Ее лицо осунулось. И тело подсохло. Остались лишь кости, печаль и странная, новая элегантность.
Волосы у нее отросли, и она снова могла закалывать их в маленький пучок.
Кожа туго натянулась и потемнела. Морская вода и термальный курс в Энгадине разгладили ее.
Платья на ней выглядели прекрасно: чуточку просторные для худого тела, они ниспадали красивыми складками.
От постоянного плаванья ее фигура стала стройной, стремительной. Она плавала всегда одна. Гуляла одна. Ела одна. Читала в своем углу.
О, SolitudeMy sweetest sweetest choiceDevoted to the Night.[6]
Музыка Пёрселла постоянно возвращалась к этому рефрену, служившему ей ритмическим посылом.
Вот и она всегда шагала в этом ритме, держась неизменно прямо, резкой решительной поступью.
О Oh how I,О, Solitude adore!
Кэтрин Филипс написала в своей элегии:
Глас одинокий средь мирских суетИз глубины души взывает песней странной,Бесплотный, как златого солнца свет,Волшебный, как экстаз природы первозданной,Рожденье Времени…

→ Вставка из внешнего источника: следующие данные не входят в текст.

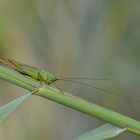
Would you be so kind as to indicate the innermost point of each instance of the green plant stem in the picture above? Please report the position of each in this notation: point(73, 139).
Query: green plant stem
point(71, 101)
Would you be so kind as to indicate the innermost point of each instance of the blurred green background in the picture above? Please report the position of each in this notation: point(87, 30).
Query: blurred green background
point(72, 38)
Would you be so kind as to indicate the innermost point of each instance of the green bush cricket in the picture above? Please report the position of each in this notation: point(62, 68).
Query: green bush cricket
point(49, 78)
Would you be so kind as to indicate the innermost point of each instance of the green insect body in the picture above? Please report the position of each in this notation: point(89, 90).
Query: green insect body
point(38, 74)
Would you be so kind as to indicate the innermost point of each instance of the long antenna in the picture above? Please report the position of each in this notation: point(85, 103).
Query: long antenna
point(106, 91)
point(83, 78)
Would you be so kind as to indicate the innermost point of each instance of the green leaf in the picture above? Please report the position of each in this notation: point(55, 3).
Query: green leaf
point(101, 133)
point(6, 109)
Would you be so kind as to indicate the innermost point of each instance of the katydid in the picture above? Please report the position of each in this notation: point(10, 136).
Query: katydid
point(49, 78)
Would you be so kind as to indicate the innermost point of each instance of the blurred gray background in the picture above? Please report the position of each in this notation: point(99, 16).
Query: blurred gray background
point(71, 38)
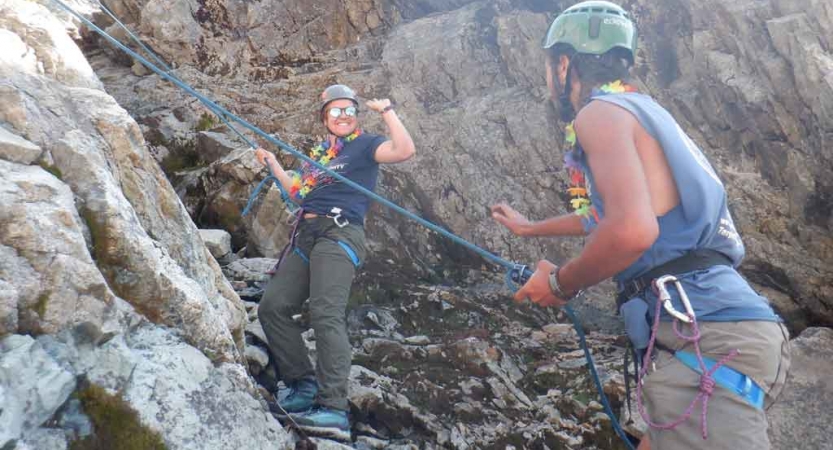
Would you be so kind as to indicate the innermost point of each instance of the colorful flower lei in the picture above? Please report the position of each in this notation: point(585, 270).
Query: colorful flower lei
point(303, 183)
point(580, 200)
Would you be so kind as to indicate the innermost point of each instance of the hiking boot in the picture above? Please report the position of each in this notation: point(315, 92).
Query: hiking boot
point(298, 398)
point(323, 421)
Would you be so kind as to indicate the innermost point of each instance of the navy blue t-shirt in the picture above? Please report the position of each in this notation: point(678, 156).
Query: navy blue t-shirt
point(355, 162)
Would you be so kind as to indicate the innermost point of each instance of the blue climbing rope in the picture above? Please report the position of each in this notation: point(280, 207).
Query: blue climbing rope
point(516, 274)
point(291, 206)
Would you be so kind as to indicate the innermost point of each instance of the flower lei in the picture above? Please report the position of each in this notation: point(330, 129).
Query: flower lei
point(306, 181)
point(578, 190)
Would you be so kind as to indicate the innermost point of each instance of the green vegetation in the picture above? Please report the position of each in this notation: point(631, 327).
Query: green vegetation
point(54, 170)
point(205, 123)
point(116, 424)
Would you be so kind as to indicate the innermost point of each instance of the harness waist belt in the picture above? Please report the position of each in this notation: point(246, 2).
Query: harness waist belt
point(727, 378)
point(694, 260)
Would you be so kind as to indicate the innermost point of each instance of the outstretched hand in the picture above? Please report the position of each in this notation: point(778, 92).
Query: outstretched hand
point(537, 289)
point(264, 156)
point(511, 219)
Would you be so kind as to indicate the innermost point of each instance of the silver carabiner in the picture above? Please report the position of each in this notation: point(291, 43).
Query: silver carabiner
point(335, 214)
point(665, 297)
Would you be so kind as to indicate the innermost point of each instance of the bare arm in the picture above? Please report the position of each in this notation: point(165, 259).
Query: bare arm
point(629, 226)
point(400, 147)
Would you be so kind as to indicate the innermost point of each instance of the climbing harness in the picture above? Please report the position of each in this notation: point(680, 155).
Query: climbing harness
point(706, 367)
point(340, 221)
point(516, 273)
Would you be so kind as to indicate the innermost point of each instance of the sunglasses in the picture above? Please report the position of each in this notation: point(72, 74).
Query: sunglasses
point(349, 111)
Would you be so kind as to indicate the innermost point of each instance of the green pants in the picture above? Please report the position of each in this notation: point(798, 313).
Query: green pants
point(321, 267)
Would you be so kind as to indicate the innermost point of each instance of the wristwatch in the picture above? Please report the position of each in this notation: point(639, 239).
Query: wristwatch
point(555, 287)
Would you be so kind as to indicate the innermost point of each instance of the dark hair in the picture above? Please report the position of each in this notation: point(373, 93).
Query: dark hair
point(593, 70)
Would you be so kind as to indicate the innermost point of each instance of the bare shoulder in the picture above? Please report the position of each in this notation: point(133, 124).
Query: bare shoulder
point(603, 126)
point(601, 117)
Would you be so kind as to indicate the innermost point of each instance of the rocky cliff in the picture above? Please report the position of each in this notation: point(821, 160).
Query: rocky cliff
point(104, 278)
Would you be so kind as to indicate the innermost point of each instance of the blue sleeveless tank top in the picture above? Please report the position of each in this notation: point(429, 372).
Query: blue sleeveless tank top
point(700, 221)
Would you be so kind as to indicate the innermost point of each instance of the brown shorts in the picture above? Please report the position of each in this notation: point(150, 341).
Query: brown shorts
point(733, 424)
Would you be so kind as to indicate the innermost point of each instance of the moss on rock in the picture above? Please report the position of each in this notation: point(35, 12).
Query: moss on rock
point(116, 424)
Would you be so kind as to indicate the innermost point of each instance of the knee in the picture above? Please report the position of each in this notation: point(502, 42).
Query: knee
point(327, 318)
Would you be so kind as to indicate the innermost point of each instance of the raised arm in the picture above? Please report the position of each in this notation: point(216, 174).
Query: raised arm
point(400, 147)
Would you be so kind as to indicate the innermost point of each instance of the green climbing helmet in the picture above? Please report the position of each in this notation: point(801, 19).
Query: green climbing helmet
point(593, 27)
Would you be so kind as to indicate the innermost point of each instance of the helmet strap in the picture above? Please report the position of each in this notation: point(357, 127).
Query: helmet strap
point(566, 110)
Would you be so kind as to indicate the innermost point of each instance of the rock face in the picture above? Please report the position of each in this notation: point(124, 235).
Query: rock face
point(116, 210)
point(103, 274)
point(750, 81)
point(800, 413)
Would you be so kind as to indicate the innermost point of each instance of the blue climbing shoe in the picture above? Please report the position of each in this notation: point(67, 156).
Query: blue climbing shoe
point(299, 397)
point(325, 422)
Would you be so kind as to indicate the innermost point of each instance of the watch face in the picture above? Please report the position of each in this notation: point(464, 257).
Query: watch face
point(554, 288)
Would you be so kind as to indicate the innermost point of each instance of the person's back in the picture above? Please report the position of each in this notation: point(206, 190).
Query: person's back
point(657, 221)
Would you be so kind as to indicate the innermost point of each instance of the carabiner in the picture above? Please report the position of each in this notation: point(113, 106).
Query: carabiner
point(335, 214)
point(665, 298)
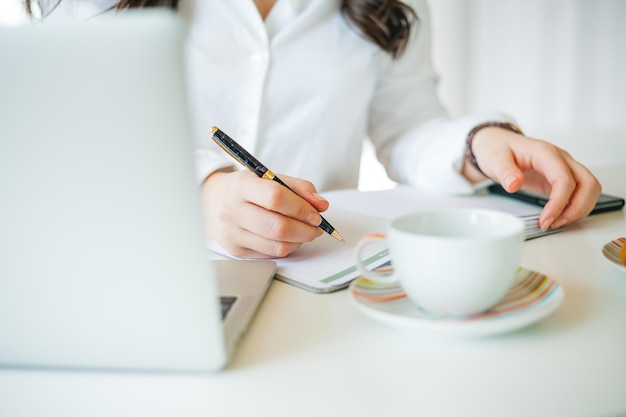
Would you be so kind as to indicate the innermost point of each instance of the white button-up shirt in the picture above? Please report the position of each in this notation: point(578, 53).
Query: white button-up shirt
point(302, 89)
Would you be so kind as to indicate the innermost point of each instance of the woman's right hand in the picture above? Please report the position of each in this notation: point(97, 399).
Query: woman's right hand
point(253, 217)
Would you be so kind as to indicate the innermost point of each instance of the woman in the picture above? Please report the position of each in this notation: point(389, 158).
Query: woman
point(300, 83)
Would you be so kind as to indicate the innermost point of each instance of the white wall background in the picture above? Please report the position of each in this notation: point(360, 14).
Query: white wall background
point(557, 66)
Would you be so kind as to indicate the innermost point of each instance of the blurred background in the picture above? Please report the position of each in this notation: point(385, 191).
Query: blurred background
point(557, 67)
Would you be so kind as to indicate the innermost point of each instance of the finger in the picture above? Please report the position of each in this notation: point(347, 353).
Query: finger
point(276, 226)
point(583, 197)
point(250, 245)
point(497, 160)
point(275, 197)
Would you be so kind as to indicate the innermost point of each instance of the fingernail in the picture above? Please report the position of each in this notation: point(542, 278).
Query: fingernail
point(509, 180)
point(314, 219)
point(546, 223)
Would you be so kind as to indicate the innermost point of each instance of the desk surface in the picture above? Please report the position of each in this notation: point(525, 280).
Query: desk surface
point(312, 355)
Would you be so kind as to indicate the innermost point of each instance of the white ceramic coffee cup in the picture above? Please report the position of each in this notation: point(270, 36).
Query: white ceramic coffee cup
point(456, 262)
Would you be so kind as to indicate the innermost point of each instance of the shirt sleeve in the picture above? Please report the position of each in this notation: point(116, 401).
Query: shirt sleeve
point(415, 139)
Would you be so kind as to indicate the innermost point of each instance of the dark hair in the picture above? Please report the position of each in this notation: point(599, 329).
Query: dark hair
point(387, 23)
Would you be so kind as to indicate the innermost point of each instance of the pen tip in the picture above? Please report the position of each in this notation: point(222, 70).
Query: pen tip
point(337, 235)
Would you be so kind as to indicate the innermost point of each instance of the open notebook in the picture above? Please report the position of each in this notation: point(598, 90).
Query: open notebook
point(102, 256)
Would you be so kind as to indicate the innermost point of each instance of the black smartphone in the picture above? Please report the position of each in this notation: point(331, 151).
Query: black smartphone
point(605, 202)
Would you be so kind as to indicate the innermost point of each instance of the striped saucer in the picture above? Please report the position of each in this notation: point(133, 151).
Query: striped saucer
point(532, 296)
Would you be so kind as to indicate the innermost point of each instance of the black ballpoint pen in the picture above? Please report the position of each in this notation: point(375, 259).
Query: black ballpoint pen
point(246, 159)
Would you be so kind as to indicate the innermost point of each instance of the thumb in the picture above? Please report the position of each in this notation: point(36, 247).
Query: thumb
point(506, 172)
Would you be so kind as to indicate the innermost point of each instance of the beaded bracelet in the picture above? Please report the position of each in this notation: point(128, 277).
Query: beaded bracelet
point(469, 154)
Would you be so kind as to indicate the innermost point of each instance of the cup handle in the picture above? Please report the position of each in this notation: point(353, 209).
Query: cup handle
point(380, 277)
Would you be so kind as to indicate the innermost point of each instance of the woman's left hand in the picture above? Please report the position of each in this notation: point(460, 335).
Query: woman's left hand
point(516, 161)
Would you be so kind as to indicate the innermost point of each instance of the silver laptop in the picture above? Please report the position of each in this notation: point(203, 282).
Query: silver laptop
point(102, 256)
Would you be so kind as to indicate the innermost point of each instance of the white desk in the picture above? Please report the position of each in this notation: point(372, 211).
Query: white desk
point(315, 355)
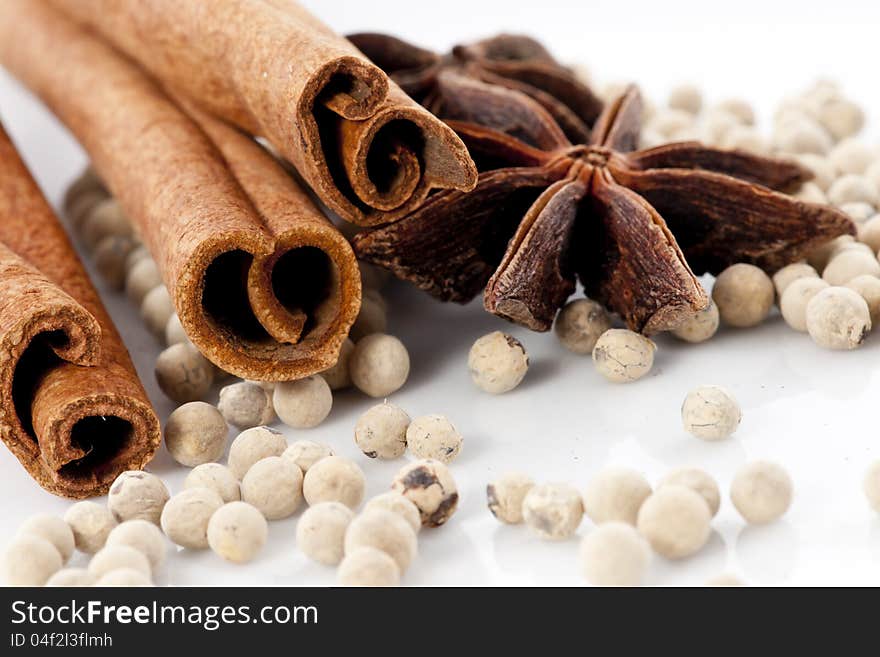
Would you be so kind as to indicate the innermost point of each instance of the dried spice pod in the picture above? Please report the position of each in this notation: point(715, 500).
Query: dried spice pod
point(632, 226)
point(72, 409)
point(262, 282)
point(370, 152)
point(511, 61)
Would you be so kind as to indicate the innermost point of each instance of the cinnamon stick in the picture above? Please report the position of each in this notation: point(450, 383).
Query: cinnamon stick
point(370, 152)
point(72, 409)
point(264, 285)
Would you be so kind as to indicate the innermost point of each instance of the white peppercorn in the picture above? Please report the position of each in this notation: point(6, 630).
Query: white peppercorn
point(142, 277)
point(112, 557)
point(616, 494)
point(793, 303)
point(675, 521)
point(434, 437)
point(274, 486)
point(614, 554)
point(698, 481)
point(337, 377)
point(143, 536)
point(761, 491)
point(553, 511)
point(368, 566)
point(383, 530)
point(429, 485)
point(379, 365)
point(303, 404)
point(838, 318)
point(790, 273)
point(186, 515)
point(71, 577)
point(53, 529)
point(245, 405)
point(871, 486)
point(320, 533)
point(334, 479)
point(382, 431)
point(254, 444)
point(623, 356)
point(497, 363)
point(196, 434)
point(699, 326)
point(91, 524)
point(216, 477)
point(397, 503)
point(580, 323)
point(744, 294)
point(237, 532)
point(710, 413)
point(156, 310)
point(137, 494)
point(505, 496)
point(306, 453)
point(30, 561)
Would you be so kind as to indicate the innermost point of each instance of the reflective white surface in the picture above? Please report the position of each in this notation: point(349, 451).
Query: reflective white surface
point(811, 410)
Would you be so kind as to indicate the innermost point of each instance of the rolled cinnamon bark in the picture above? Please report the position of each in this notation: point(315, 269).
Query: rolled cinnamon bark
point(370, 152)
point(72, 409)
point(264, 285)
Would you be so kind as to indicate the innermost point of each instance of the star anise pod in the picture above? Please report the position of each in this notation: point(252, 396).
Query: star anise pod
point(507, 60)
point(632, 225)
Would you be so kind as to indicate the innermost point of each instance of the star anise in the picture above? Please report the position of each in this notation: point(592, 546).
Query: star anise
point(632, 225)
point(507, 60)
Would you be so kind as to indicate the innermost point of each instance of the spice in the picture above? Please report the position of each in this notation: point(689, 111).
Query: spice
point(553, 511)
point(761, 491)
point(616, 494)
point(434, 437)
point(306, 453)
point(614, 555)
point(397, 503)
point(675, 521)
point(320, 532)
point(303, 404)
point(505, 496)
point(137, 494)
point(429, 485)
point(215, 477)
point(237, 532)
point(744, 295)
point(379, 365)
point(245, 405)
point(274, 486)
point(457, 244)
point(623, 356)
point(334, 479)
point(698, 481)
point(143, 536)
point(254, 444)
point(383, 530)
point(497, 363)
point(838, 318)
point(29, 561)
point(91, 524)
point(580, 323)
point(53, 529)
point(112, 557)
point(382, 431)
point(186, 515)
point(710, 413)
point(368, 566)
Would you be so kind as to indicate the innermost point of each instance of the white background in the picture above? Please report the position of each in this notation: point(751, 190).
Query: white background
point(811, 410)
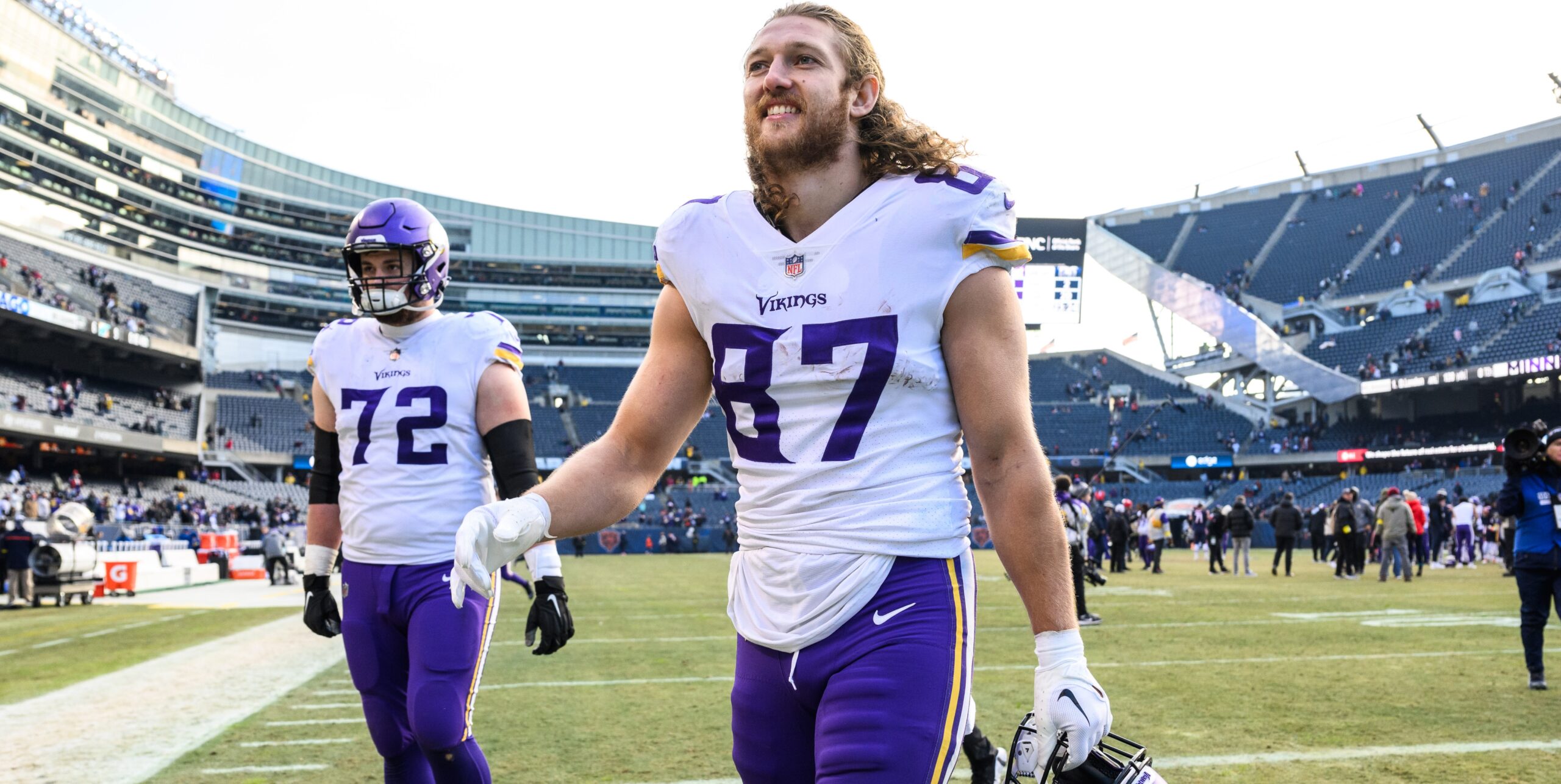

* * *Кроссовки становились все грязнее и грязнее,
перепачканные,
замызганные,
с налипшей травой, —
столько она ходила по острову. Из конца в конец. Без устали. Каждый день, по всем дорогам подряд, не пропуская ни одной. Карабкаясь и спускаясь по склонам вулканов.
* * *Все ее сочинения уместились бы в тоненьком сборничке. Она играла очень мало. И то, что сумела создать, было уже записано на диски. Она никогда не доверяла первым исполнителям. Да и последующим тоже. Не верила ни критикам, ни музыковедам. Не осложняла себе жизнь встречами с ними. Никогда не читала биографии, частную переписку, некрологи. Любила только сами произведения, а в них – избранные отрывки. Музыка – оригинальная или переработанная, – которую она высоко ценила, составила бы всего один небольшой том, книгу, которую можно было назвать «Рожденье времени» – если бы издатель согласился перенести на обложку слова Кэтрин Филипс. Сущность переносится так легко.